Veilan spannte die Flügel und segelte von dem Hügel, auf welchem sie gelandet waren.
„Kein Problem. Ich weiß es ja selber nicht.", murmelte Valentin verstimmt. Er war es nicht gewohnt so behandelt zu werden. Zwar war Reyna nicht herablassend, doch ihre Kühle Distanziertheit, störte ihn. Immerhin war er der Sohn eines großen und mächtigen Lords. Und sogar der Erstgeborene. Ein Natürlicher Kandidat um ihre Gunst, doch sie wies ihn immer wieder zurück. Das passte ihm nicht. Kurzentschlossen lief er ihr nach.

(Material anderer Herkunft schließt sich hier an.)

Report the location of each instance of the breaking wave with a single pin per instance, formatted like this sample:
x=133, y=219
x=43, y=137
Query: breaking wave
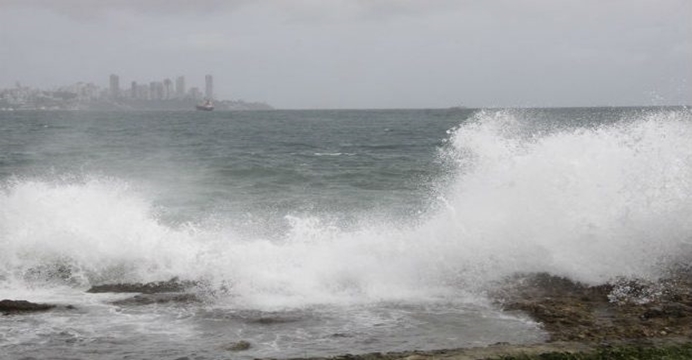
x=590, y=203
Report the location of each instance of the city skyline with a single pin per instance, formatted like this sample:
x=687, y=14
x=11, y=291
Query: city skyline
x=164, y=89
x=365, y=54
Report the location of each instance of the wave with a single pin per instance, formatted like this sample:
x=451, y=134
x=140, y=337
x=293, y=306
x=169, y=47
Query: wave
x=590, y=203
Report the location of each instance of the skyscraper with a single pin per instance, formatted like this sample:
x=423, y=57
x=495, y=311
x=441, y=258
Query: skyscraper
x=209, y=88
x=180, y=87
x=114, y=86
x=167, y=89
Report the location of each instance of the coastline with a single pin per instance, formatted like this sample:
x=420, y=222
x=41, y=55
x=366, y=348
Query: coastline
x=626, y=319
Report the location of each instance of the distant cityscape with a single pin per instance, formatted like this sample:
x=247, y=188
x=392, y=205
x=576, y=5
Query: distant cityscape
x=154, y=95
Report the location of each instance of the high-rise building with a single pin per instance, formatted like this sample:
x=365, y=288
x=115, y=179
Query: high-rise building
x=209, y=87
x=114, y=86
x=167, y=89
x=180, y=87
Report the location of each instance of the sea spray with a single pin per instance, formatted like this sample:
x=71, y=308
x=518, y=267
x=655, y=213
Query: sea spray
x=588, y=202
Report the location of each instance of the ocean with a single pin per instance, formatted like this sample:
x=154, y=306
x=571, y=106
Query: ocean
x=316, y=233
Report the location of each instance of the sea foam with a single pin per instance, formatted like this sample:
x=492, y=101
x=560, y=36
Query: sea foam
x=588, y=202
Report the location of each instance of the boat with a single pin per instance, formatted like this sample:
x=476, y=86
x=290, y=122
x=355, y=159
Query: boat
x=205, y=106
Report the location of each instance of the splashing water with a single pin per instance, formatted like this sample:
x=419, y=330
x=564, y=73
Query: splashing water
x=588, y=202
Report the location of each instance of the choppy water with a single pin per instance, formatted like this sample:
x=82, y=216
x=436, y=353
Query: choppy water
x=324, y=232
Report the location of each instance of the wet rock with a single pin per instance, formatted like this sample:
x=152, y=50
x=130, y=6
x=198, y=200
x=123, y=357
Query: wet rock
x=238, y=346
x=571, y=311
x=22, y=306
x=173, y=285
x=161, y=298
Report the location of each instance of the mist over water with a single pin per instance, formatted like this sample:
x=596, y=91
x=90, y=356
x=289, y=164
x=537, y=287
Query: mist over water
x=590, y=194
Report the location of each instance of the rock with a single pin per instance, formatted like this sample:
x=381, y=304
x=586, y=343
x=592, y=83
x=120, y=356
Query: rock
x=162, y=298
x=238, y=346
x=22, y=306
x=173, y=285
x=572, y=311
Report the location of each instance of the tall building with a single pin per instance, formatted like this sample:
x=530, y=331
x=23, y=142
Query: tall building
x=180, y=87
x=114, y=86
x=209, y=87
x=167, y=89
x=133, y=90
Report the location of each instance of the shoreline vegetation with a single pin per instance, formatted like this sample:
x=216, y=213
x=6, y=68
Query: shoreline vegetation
x=624, y=319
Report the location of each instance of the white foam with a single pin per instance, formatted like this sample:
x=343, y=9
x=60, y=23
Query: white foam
x=588, y=203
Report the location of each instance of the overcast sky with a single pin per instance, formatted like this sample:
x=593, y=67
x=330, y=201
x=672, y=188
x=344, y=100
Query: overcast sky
x=363, y=53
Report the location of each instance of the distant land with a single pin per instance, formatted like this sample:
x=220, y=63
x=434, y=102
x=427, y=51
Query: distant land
x=154, y=95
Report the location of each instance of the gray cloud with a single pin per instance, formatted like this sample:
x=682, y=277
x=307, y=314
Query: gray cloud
x=360, y=53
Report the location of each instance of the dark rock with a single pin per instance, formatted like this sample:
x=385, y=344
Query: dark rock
x=173, y=285
x=238, y=346
x=572, y=311
x=22, y=306
x=162, y=298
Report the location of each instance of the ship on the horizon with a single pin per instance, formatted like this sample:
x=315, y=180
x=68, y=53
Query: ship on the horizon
x=207, y=105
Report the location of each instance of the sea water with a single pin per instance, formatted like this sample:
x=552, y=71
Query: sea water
x=315, y=233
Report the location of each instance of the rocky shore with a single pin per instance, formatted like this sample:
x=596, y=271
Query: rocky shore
x=625, y=319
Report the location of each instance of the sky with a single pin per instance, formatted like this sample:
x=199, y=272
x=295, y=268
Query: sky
x=301, y=54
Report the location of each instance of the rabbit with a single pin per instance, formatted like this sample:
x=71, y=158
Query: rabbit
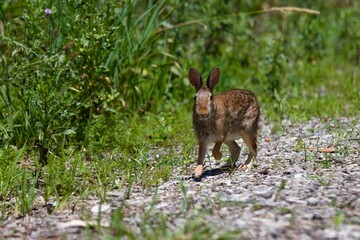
x=223, y=118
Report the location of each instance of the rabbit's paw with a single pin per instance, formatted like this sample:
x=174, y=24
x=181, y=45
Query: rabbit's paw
x=217, y=154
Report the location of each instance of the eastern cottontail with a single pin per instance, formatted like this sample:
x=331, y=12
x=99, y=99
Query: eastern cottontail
x=222, y=119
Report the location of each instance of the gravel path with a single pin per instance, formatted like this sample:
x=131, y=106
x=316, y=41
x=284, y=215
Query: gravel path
x=306, y=185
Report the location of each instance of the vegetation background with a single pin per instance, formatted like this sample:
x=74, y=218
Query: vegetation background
x=92, y=91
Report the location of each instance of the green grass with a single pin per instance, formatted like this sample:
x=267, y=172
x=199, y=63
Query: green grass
x=95, y=96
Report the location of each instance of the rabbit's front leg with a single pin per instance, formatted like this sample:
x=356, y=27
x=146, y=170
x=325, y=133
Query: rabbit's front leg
x=201, y=156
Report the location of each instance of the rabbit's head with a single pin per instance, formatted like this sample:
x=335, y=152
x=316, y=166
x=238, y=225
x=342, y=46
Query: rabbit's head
x=204, y=98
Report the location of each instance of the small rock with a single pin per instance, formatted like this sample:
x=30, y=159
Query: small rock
x=104, y=208
x=312, y=201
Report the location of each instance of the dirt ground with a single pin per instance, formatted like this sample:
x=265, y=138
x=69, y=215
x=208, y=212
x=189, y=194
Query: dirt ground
x=305, y=185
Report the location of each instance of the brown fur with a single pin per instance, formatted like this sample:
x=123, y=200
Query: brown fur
x=223, y=119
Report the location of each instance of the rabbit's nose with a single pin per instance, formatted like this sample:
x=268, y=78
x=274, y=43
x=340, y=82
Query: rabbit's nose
x=203, y=114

Es war nur eine Kurze Strecke. Über den Fluss und dann auf einen weiteren Hügel. Veilan faltet ordentlich ihre Flügel zusammen, während Reyna von ihrem Rücken stieg. Gemeinsam liefen sie den Hügel hinab in eine breite und flache Senke. Über all lagen Verkohlte Holzreste und geschmolzenes Eisen herum. Die Reste eines verbrannten Lagers. Die beiden näherten sich den Überresten eines Käfigs, der in mitten der Überreste stand. Feuer hatte beinahe alles Holz verzehrt, doch die Eisenstäbe waren noch erhalten. Die Stürme des Herbstes, der Winter und die Schneeschmelze hatten ihnen übel zugesetzt und sie waren verrostete, doch sie waren noch da. Und noch etwas anderes war da. Veilan stieß einen lauten Schrei aus und trabte los. Reyna hielt sie nicht auf.
Vor den Überresten des Käfigs hatte Jemand einen langen Spieß in die Erde gebohrt und den Schädel eines Greifen aufgestellt.
Reyna kannte den Greifen, der dort hing und an den Veilan ihren Kopf rieb. Sie wusste genau was an diesem Ort passiert war.
Hinter ihr hörte sie wie sich jemand bewegte. Valentin war ihr gefolgt. Beeindruckend, wenn sie an Veilans Geschwindigkeit dachte. Langsam kam er an sie heran, die Hand wachsam auf den Stiel seiner Axt gelegt.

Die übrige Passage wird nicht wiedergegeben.